Skoro Pałac Kultury i Nauki to chory sen pijanego cukiernika, architekci odpowiedzialni za powstanie ślepych kuchni jak najszybciej powinni zgłosić się do AA lub po prostu – zmienić dealera. Oczywiście, na upartego – przy dużej dozie zapału i cierpliwości w załatwianiu stricte urzędniczych spraw, możemy pozyskać zgodę na utworzenie (wbrew pierwotnej myśli konstruktora) dodatkowego okna. O ile oczywiście – szczęście nam sprzyja, a sama kuchnia nie znajduje się w środku bloku. Zawsze jednak pozostaje nam inwencja twórcza i kreatywność. Bo w remoncie małej, ślepej kuchni chodzi głównie o jej rozświetlenie. Dlatego też świetnie sprawdzą się w tym wypadku jasne, pastelowe kolory i takie też meble, kuchenne blaty i akcesoria.

Najlepsze będą połyskujące materiały w których odbijać się będzie sztuczne światło. To efekt podobny do tego, jakie daje duże lustro zamontowane w niewielkiej łazience – powiększa optycznie mikroskopijne wnętrze i sprawia, że staje się ono mniej klaustrofobiczne. A jeśli urzędnicy nie zgodzą się na przebicie okna na świat – może uda się wywalczyć możliwość zburzenia ściany działowej tak, by połączyć ślepą kuchnię z resztą mieszkania.
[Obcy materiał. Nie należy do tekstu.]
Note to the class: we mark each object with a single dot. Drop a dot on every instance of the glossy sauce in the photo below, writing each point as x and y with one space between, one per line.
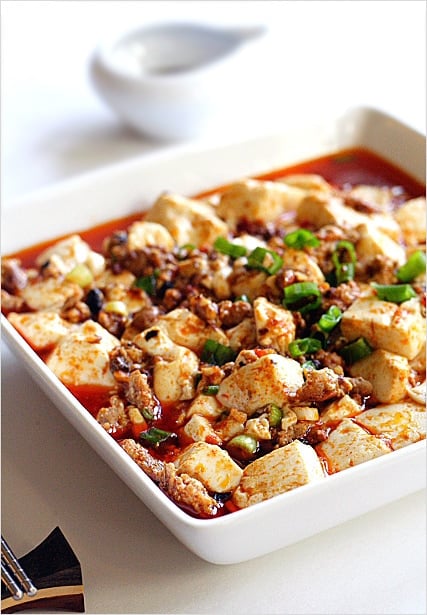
342 169
346 167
Powstanie w ten sposób salon z aneksem, który rozłoży przed nami szeroki wachlarz aranżacyjnych możliwości. Kiedy jednak kuchnię z salonem dzieli ściana nośna, której nijak nie da się wyburzyć – warto przemyśleć zastosowanie świetlików. Luksfery produkowane są w wielu formach i kolorach, a oprócz utylitarnej funkcji – świetnie sprawdzają się w roli niekonwencjonalnej dekoracji.